Careful Ethnographic Research: What do you know about your target audience? In Sun Tzu terms this is known as “intelligence.” First of all, who is attending this trade show – potential customers/clients, competitors? What are they interested in? What are the characteristics of the attendees? The first thing you need to do is make sure the trade show is right for you as a presenter by assessing all these variables and comparing them to your objectives, product/service offerings and sales strategies.
Strategic Planning: If you’ve decided there is a good match between what you do and what attendees are looking for, then what is your plan to move attendees down the AIDA continuum (Awareness, Interest, Desire, Action)? How will you get their attention, what will tweak their interest, can you actually get them to move to action? In this case, the call to action will be defined here as conversation, a lead, a proposal, or in a perfect world, an order. You also want to be sure that your current brand marketing strategy is prepared to handle these conversions (have a trade show related landing page created on your website, for instance).
One thing you need to do is start the awareness process weeks or months before the show begins. Your target customers should be seeking you out by the time they get to the show because you have intrigued them well in advance. So, remember to invest in a solid pre-show campaign. Don’t skimp here and spend all your money on a crazy booth stunt.
Bold Creativity: There is nothing quite as dramatic as the instant feedback you get at a tradeshow. If people flock by your booth on their way to your big competitor, you can only sit there and pretend to look busy. In the meantime, it is too late. If your creative efforts are not the result of a well thought out extension of your strategy, they will fail. They will also fail if your message is presented in a boring, uninteresting or expected way. Remember the first rule of creativity: you must get their attention. If you don’t get their attention, everything else you did is completely wasted.
Show Business: This one is tricky as many companies feel a bit embarrassed about going over the top. But, it’s OK to push the envelope as long as it is well done. I remember a Kohler booth that had the “Bond Girls” coming up out of a pool of water. Yes, it was expensive as hell, but it was fabulous and the booth was overrun with prospects. The rule here is if you can’t afford to do it right, then don’t make the attempt.
Last but Not Least: You need to close the deal after the show.

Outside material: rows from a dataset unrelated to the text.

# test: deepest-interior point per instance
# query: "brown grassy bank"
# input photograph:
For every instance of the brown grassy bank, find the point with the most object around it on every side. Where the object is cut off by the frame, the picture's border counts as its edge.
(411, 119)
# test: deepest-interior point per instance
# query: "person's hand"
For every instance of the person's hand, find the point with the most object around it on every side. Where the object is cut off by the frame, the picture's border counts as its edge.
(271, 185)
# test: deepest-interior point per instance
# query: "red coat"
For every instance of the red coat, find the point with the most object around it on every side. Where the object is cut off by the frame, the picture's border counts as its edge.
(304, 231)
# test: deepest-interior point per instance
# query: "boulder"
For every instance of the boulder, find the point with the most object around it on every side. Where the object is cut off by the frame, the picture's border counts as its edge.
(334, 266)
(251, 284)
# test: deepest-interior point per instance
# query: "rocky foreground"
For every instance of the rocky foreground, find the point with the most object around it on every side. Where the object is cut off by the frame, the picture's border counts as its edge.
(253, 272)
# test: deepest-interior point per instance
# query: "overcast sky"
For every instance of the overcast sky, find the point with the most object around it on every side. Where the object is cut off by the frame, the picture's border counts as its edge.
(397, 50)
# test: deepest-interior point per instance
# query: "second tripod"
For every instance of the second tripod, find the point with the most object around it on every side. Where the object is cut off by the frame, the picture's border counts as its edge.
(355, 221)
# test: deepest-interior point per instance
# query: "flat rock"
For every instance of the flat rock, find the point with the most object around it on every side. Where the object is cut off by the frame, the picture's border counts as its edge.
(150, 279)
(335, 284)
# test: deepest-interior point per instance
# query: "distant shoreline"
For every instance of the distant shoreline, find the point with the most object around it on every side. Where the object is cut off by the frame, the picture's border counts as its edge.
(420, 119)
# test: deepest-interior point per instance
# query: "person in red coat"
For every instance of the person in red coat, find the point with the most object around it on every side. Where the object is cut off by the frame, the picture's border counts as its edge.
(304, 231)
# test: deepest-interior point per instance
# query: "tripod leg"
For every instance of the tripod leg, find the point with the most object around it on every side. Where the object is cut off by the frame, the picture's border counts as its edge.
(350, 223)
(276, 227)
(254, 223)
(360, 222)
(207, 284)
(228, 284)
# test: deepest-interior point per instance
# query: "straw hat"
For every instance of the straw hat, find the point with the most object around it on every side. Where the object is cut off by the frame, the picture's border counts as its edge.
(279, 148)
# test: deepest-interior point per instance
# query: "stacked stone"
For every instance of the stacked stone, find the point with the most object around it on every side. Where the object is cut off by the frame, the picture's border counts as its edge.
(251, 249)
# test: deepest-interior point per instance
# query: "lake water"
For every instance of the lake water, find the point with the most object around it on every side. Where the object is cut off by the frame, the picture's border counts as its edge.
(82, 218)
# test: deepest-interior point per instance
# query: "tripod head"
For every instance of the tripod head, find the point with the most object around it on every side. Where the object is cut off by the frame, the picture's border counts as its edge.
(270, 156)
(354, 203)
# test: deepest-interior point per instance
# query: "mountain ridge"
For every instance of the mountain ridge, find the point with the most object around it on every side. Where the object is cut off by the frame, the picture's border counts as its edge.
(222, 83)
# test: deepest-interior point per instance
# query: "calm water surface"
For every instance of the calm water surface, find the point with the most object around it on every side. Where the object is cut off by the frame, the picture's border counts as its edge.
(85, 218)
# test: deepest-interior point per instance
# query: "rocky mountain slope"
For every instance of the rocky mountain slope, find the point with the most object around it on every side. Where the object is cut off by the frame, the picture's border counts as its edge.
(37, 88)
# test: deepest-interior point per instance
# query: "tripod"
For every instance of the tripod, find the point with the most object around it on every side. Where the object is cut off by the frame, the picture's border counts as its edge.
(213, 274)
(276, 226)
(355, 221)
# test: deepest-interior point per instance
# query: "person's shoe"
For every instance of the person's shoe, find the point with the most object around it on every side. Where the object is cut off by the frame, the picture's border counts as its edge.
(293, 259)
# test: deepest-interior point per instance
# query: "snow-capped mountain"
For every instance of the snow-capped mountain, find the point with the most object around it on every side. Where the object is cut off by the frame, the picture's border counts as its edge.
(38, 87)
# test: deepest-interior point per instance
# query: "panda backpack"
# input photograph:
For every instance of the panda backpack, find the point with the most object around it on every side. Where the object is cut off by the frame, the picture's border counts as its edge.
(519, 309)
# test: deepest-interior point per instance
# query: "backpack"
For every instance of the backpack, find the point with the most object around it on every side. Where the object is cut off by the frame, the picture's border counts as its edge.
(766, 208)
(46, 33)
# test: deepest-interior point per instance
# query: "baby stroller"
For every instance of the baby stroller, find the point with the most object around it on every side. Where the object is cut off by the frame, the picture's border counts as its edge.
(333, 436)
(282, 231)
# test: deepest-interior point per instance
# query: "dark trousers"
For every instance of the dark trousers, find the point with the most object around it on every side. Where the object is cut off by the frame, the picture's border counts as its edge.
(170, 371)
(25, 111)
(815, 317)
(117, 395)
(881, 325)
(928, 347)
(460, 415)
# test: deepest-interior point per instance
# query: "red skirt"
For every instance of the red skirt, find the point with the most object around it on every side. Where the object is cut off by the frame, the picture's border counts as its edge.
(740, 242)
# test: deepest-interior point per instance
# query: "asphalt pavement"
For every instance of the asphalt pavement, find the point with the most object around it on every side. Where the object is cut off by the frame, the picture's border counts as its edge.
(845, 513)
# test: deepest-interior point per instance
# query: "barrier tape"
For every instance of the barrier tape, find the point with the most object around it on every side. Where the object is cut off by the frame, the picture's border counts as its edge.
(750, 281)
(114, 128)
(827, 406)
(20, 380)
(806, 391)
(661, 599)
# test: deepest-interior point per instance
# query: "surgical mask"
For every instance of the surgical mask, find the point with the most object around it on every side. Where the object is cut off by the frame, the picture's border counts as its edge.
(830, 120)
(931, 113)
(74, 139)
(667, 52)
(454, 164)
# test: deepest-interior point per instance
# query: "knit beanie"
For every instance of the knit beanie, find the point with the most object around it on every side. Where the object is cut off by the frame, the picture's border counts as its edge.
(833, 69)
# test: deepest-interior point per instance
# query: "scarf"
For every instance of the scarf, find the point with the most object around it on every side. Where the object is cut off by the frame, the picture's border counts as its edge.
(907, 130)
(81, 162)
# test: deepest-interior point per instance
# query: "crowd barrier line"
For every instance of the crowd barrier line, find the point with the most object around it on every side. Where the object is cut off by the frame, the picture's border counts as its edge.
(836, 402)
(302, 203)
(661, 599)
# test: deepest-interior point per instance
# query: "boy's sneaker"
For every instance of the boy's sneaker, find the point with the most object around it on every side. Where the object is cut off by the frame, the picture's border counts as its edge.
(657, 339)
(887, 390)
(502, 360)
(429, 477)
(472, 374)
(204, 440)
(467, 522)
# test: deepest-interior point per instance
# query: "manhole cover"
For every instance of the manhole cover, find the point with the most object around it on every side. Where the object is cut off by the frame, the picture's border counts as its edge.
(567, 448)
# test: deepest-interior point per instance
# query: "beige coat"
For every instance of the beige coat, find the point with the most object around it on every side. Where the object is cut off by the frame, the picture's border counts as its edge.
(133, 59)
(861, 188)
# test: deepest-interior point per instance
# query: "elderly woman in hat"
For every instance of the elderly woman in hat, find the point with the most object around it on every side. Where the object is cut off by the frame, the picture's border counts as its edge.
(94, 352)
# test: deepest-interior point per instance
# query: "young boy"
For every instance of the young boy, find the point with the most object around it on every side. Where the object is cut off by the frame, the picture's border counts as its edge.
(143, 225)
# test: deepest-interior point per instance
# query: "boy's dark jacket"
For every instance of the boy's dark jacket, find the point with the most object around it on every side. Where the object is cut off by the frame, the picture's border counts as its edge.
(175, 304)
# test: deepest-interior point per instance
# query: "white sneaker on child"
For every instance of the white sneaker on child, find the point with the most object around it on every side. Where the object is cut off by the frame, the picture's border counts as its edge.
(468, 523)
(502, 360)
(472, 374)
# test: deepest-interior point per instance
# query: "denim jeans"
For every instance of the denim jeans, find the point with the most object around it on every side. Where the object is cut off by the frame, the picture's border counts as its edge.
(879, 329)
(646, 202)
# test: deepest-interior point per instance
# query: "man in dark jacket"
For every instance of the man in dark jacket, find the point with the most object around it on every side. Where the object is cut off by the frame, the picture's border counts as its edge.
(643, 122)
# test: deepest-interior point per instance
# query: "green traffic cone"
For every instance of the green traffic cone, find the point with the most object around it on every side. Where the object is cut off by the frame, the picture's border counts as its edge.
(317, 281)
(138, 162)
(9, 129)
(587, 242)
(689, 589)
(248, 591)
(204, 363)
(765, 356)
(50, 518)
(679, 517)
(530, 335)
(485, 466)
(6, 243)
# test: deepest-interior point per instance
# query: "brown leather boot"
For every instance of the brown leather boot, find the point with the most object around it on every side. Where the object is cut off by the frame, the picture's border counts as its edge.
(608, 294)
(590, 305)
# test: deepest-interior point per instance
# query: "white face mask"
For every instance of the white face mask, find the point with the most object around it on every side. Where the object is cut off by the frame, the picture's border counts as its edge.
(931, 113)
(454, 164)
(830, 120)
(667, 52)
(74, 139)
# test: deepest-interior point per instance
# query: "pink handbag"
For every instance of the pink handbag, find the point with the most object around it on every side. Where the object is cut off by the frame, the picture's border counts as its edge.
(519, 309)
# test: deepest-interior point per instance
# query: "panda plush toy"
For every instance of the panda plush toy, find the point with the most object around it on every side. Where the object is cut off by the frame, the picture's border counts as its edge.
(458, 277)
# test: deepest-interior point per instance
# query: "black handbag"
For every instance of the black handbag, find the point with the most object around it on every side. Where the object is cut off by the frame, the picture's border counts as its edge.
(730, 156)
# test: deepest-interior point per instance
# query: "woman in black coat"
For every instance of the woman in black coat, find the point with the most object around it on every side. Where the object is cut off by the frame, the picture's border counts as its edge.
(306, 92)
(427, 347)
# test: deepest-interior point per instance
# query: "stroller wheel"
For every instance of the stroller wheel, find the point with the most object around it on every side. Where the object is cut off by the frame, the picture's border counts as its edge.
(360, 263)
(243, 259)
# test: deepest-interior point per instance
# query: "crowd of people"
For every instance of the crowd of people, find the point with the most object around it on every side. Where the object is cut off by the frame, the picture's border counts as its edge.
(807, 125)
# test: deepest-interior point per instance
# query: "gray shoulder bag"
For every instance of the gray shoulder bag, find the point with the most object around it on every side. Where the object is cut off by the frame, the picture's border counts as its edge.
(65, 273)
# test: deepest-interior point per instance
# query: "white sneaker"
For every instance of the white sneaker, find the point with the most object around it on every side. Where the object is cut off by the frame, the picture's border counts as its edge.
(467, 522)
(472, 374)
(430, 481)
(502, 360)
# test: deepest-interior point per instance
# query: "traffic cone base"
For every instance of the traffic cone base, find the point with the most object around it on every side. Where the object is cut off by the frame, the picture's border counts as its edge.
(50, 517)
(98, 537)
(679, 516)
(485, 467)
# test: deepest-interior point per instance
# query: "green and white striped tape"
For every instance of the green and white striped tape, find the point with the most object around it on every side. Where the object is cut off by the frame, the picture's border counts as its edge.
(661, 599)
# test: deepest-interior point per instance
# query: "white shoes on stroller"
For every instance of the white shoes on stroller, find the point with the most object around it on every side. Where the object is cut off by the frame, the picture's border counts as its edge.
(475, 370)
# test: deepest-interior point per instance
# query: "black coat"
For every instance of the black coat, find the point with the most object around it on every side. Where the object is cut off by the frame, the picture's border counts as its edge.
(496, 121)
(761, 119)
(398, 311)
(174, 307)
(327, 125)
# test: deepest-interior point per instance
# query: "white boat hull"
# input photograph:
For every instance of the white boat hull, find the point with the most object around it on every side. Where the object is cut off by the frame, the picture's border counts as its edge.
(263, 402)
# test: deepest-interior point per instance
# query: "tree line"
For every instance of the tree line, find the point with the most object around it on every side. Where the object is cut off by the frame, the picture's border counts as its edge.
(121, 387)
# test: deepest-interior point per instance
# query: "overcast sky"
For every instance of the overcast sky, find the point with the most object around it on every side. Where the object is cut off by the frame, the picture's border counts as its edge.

You need the order, the PO or even better, a large check mailed to your doorstep. This is where having a pre-show strategy incorporated into your brand marketing efforts pays off. Have a custom sales follow-up for each and every prospect. You should know more about them after the show than you did before, so capitalize on that information.
Trade show marketing can be fun if you are prepared for the battle. Find a good strategic and creative partner and carefully chart out every step of the process. Leave no detail to chance. Now, please enjoy the show!